Fassbinder's magnum opus gets digital restoration
BERLIN — The Rainer Werner Fassbinder Foundation and Bavaria Media have teamed up to digitally restore the late German director’s classic “Berlin Alexanderplatz” for an upcoming theatrical and DVD release.
Made for TV in 1980, the 14-part, 15½-hour miniseries was produced by Bavaria Film for regional pubcaster WDR and is widely regarded as Fassbinder’s magnum opus.
Based on the novel by Alfred Doeblin, the series chronicles the life of Franz Biberkopf, an ex-con living in 1920s Berlin and trying unsuccessfully to straighten himself out. The series split the nation when it aired on TV here with its dark, gritty and unforgiving portrayal of the hardships of life.
Overseeing the restoration will be the production’s original director of photography Xaver Schwarzenberger; Dieter Minx, who served as production manager of the series; and Juliane Lorenz, the pic’s editor and current president of the Rainer Werner Fassbinder Foundation.

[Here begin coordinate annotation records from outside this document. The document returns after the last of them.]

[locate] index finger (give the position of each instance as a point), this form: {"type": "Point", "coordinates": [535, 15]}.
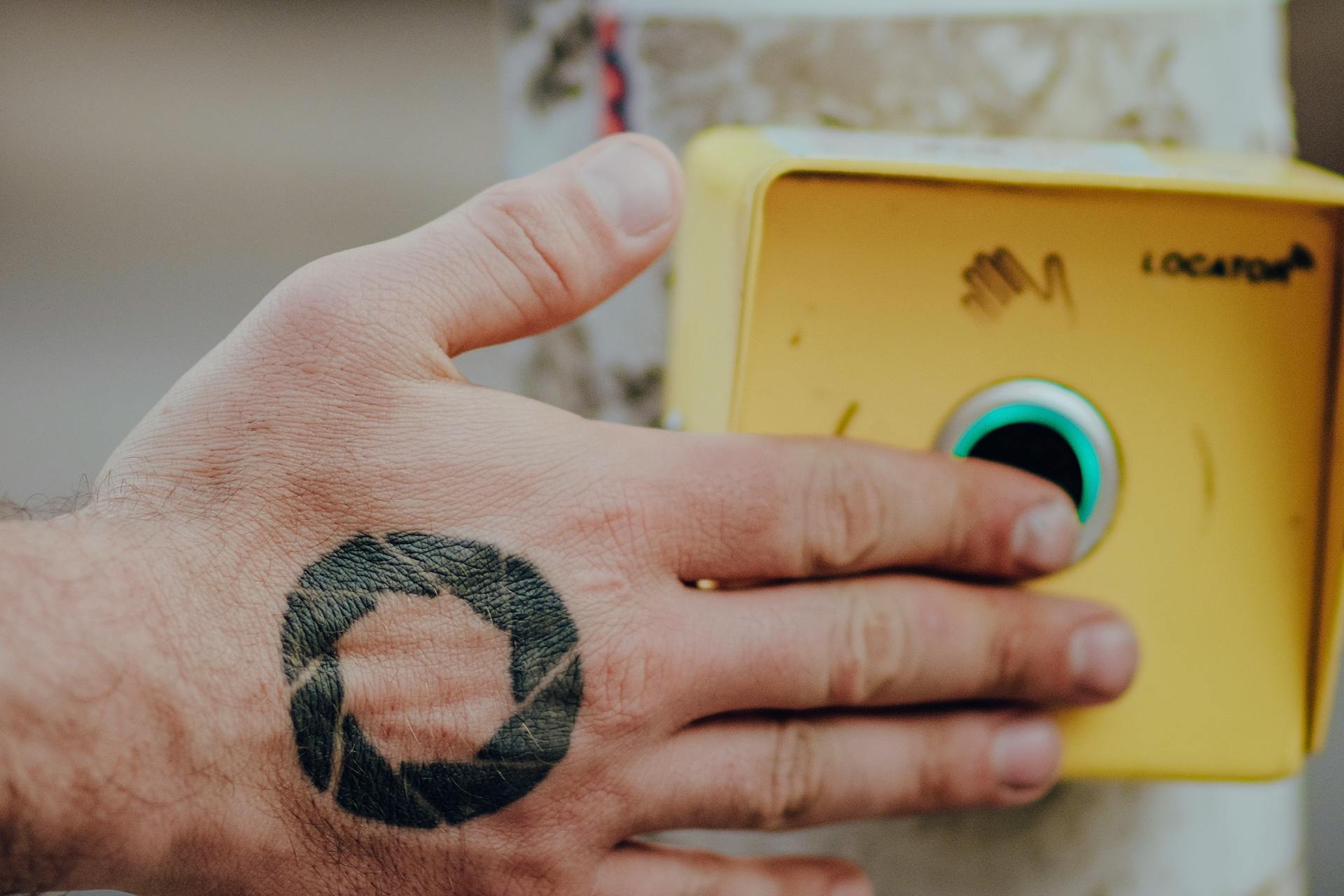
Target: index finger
{"type": "Point", "coordinates": [753, 507]}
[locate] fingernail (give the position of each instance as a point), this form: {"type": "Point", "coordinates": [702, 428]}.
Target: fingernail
{"type": "Point", "coordinates": [631, 184]}
{"type": "Point", "coordinates": [853, 887]}
{"type": "Point", "coordinates": [1046, 535]}
{"type": "Point", "coordinates": [1026, 754]}
{"type": "Point", "coordinates": [1104, 657]}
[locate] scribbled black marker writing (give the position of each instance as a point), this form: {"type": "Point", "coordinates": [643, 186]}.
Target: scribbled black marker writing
{"type": "Point", "coordinates": [1250, 269]}
{"type": "Point", "coordinates": [999, 280]}
{"type": "Point", "coordinates": [508, 593]}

Backing the ambitious project are cultural subsidy and promotional orgs Kulturstiftung des Bundes, the Filmstiftung NRW, the Medienboard Berlin-Brandenburg and German Films, with the support of the Museum of Modern Art New York and the Rainer Werner Fassbinder Foundation.
Post-production specialists Arri and Cinepostproduction are carrying out the digital remastering of the series using 2K scan procedure and digital frame-by-frame retouching to ready “Berlin Alexanderplatz” for its DVD and high- def distribution as well as for special festival and event screenings.
The restoration process will be finished in early 2007, marking the 25th anniversary of Fassbinder’s death. (The filmmaker died on June 10, 1982, of a drug overdose.)
Bavaria Film Intl. is handling international distribution of the film.